Charlie did as Josef suggested, he opened the shower door and stepped inside, turned the water on, cleaned up as quickly as he could. Every motion of scrubbing and rinsing was accompanied by a composed speech in his head of explanation and apology, until he killed the water, confident that he knew what to say. Once out, he dried himself with a long thick blue towel and went to the box on his bed and opened up the one that would contain some of his clothing. He held up the big round waisted underwear and jeans a few minutes later and reluctantly put them on with a hopeful glance at the treadmill before he put on his new shirt.

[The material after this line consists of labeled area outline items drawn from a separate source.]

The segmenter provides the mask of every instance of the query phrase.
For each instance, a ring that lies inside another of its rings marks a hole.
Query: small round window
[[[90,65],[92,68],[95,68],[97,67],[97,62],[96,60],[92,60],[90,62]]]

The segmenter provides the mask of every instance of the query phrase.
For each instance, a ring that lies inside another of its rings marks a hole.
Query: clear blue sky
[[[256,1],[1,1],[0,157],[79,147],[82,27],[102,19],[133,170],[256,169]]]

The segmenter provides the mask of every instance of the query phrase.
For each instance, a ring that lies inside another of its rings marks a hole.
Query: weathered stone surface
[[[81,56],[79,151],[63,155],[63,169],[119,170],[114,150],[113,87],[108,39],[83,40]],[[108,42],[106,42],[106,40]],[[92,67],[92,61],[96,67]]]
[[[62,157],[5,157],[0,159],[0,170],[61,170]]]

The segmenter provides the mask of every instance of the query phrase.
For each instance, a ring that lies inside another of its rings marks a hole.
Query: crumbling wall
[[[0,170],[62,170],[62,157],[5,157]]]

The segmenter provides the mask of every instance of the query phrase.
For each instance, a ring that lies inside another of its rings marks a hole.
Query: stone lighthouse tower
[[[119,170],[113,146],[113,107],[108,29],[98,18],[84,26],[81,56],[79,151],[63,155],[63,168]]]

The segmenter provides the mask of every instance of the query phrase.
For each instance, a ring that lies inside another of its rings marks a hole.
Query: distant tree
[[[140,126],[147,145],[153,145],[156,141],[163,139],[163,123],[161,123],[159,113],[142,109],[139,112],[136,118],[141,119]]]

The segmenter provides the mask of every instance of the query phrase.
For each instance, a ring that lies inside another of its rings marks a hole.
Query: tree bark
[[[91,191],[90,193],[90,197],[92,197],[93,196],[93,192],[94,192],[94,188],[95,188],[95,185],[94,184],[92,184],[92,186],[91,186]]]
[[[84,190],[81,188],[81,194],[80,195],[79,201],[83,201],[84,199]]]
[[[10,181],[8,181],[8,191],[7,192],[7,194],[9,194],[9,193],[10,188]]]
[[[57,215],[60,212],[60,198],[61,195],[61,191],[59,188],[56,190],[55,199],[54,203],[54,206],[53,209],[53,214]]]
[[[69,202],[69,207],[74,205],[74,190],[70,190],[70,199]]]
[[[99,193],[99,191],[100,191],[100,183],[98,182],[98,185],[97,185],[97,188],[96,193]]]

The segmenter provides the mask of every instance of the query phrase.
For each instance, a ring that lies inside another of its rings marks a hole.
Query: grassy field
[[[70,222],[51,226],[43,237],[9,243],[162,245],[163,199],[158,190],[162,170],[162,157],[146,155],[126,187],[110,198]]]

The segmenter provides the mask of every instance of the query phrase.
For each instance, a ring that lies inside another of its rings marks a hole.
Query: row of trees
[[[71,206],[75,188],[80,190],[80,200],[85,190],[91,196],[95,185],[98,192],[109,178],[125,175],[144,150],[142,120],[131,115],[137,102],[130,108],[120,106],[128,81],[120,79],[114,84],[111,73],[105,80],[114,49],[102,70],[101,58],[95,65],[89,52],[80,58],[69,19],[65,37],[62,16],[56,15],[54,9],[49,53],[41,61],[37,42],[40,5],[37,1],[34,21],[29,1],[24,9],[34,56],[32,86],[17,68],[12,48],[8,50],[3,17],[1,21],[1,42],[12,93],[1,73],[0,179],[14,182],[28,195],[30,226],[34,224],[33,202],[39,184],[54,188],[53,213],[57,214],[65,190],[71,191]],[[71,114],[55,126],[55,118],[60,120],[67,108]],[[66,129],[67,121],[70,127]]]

Josef was true to his word, an hour later Charlie heard a knock on his door, before he could say anything or walk over to it, he could hear Judy’s caustic voice.

“This better not be a waste of time, Josef, I wasted enough of my time on him before he took off and forgot that I- we- existed.”

“Judy, c’mon,” Josef’s muffled voice had gone up a little, like this wasn’t her first complaint, “just trust me, alright.”

The grumbling that followed his request for trust was not Judy’s alone.

‘You can do this… you can do this, you can do this, you can do this, you can do this… you have to do this, you have to do this, you have to do this!’ Charlie was repeating the words in his head on a loop, keeping his quiet thoughts as loud as he could and shouting at himself to show some balls. He sucked in his teeth, took a deep, heavy breath, and reached for the knob of his door.

He turned, it clicked, and he opened the door.

Their chattering outside went stonily silent as soon as they saw him, before he could even speak to welcome them or say hello.

The speech he’d been writing and rehearsing in his head, it was gone.

Instead, devoid of smile, grin, or happy welcome, he stepped aside, ignoring the pile of garbage he was disturbing when he moved to one side to make way for them.

“Come in… I won’t ask you to stay long, I promise you.” Charlie said as they universally grabbed and pinched their noses shut against the smell.

“I just have a few things to say… and then… whatever you want to do is fine.” Charlie didn’t meet their eyes, but it was no surprise at all that Josef was the one to take the first step into the room.

But it was a surprise when Judy was the second.